Father Barney Canada, a make-believe Roman Catholic priest accused of duping developers of Trump Tower Tampa out of $150,000, has been arrested and charged with swindling $2.7 million from developers across Florida and the United States.
A grand jury in South Bend, Ind., charged Byron Levon Canada with 31 counts of wire and mail fraud, money laundering and conspiracy. The indictment was handed down in U.S. District Court on Dec. 9. Taken into custody Monday, Canada pleaded not guilty.
Canada was charged with running an "advance fee scheme" that collected millions in application fees for commercial loans he never intended to provide.
Most of the alleged victims were companies like SimDag LLC, developer of Trump Tower Tampa. Locked out of the traditional lending market, SimDag sought out Canada for a $200 million construction loan. Canada promised quick loan approval, took a $150,000 fee but never delivered, according to the developers.
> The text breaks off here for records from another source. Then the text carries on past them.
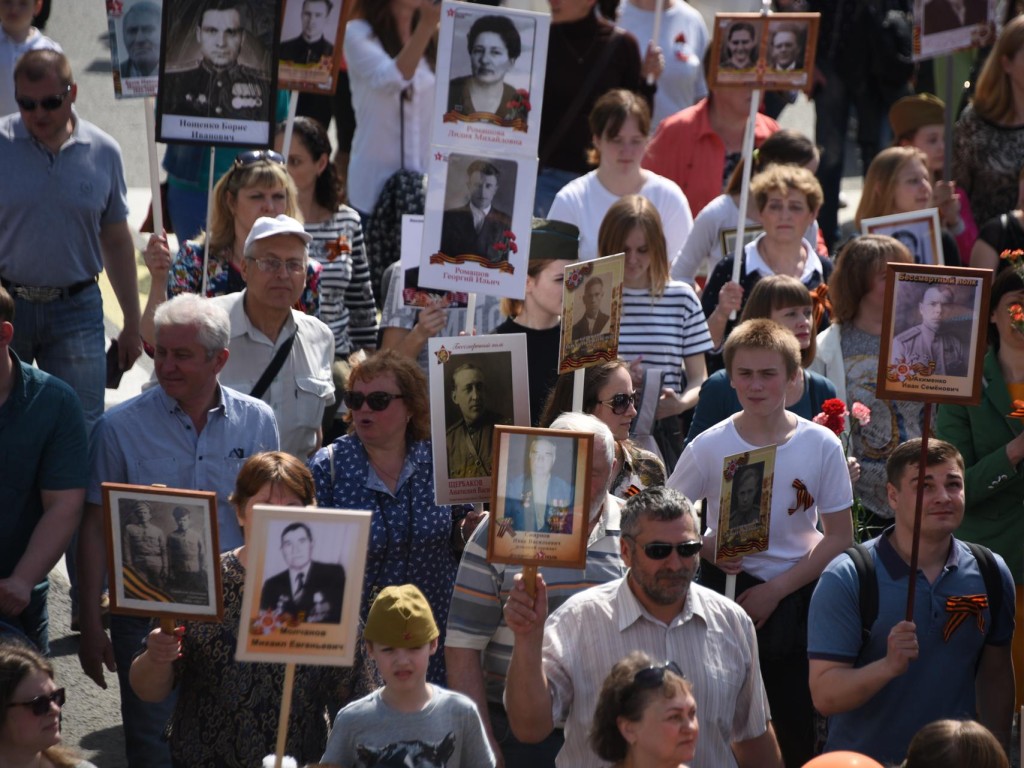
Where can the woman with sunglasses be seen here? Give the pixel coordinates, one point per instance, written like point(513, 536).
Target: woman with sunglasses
point(227, 711)
point(256, 185)
point(785, 300)
point(663, 326)
point(30, 712)
point(385, 465)
point(646, 716)
point(607, 393)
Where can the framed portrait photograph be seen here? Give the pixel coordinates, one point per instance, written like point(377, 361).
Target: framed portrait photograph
point(933, 334)
point(942, 27)
point(540, 505)
point(491, 69)
point(477, 225)
point(592, 309)
point(218, 73)
point(477, 383)
point(303, 585)
point(309, 53)
point(413, 294)
point(163, 558)
point(133, 29)
point(919, 230)
point(770, 52)
point(744, 512)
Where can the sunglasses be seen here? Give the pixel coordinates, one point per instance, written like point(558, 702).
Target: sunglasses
point(660, 550)
point(258, 156)
point(621, 402)
point(376, 400)
point(41, 705)
point(653, 677)
point(49, 103)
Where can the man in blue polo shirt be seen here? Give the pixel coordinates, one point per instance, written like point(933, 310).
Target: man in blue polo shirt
point(189, 432)
point(42, 481)
point(879, 693)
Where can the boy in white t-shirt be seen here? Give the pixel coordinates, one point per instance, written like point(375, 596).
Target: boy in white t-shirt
point(409, 721)
point(774, 587)
point(17, 36)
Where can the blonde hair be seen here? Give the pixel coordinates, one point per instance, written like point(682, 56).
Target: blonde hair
point(993, 95)
point(264, 173)
point(880, 181)
point(636, 212)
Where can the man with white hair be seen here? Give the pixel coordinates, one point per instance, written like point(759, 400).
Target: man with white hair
point(477, 636)
point(280, 354)
point(189, 432)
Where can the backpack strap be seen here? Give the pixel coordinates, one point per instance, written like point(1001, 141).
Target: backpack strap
point(993, 580)
point(868, 594)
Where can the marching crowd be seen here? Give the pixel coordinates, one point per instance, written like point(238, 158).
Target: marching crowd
point(289, 371)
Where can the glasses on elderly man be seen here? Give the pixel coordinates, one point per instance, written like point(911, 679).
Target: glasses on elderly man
point(49, 103)
point(292, 266)
point(258, 156)
point(41, 705)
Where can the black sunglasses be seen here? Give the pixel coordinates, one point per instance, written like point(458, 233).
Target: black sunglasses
point(41, 705)
point(660, 550)
point(49, 103)
point(258, 156)
point(653, 677)
point(376, 400)
point(621, 402)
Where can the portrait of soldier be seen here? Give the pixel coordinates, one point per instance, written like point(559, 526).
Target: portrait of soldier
point(310, 590)
point(217, 85)
point(470, 439)
point(311, 46)
point(931, 341)
point(594, 320)
point(140, 33)
point(477, 226)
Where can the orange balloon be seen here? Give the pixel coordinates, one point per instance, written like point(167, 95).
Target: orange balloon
point(843, 760)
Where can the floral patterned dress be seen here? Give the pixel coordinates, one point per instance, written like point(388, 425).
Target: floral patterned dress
point(226, 716)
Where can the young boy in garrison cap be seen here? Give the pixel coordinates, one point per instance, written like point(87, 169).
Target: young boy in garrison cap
point(409, 721)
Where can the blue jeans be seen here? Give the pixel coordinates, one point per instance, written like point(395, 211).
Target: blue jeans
point(143, 722)
point(549, 181)
point(34, 621)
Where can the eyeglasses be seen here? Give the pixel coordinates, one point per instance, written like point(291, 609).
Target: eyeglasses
point(660, 550)
point(621, 402)
point(258, 156)
point(49, 103)
point(273, 265)
point(41, 705)
point(376, 400)
point(653, 677)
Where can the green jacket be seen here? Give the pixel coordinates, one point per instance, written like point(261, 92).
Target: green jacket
point(994, 514)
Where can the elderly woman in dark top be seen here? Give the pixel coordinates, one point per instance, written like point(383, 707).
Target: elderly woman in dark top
point(385, 465)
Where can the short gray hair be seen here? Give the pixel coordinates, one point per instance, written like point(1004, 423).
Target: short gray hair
point(211, 321)
point(577, 422)
point(656, 504)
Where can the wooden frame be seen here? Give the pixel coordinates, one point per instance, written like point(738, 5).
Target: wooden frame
point(169, 564)
point(513, 536)
point(274, 626)
point(933, 334)
point(757, 62)
point(740, 532)
point(919, 230)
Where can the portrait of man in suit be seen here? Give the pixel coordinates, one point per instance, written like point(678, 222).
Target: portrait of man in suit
point(477, 226)
point(308, 589)
point(594, 320)
point(140, 32)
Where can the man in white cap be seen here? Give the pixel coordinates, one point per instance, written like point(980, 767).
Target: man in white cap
point(278, 353)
SimDag fell into bankruptcy several months later, having never built a single story of the 52-story luxury condo skyscraper. It was the same story for developers in Fort Lauderdale, Miami and elsewhere.
Canada spent three years in prison in the 1990s for another advance fee scheme. He re-emerged in South Bend, near the University of Notre Dame, portraying himself as a pious clergyman running a religiously affiliated company, Providence Funding.
"Canada represented himself to be a priest and dressed in cleric garb when meeting with victims in order to give the defendants' advance fee scheme an aura of legitimacy and honesty," the indictment said.
But in each case, when the loan was to close, Canada stopped answering calls and e-mails. The fees were never seen again. The federal government demanded Canada repay $2.7 million and said it will try to seize assets.
Trump Tower principals settled out of court with Canada this fall. "I can't say anything because of the confidentiality agreement," SimDag bankruptcy attorney Jeff Warren said Tuesday. "But I've got a smile on my face."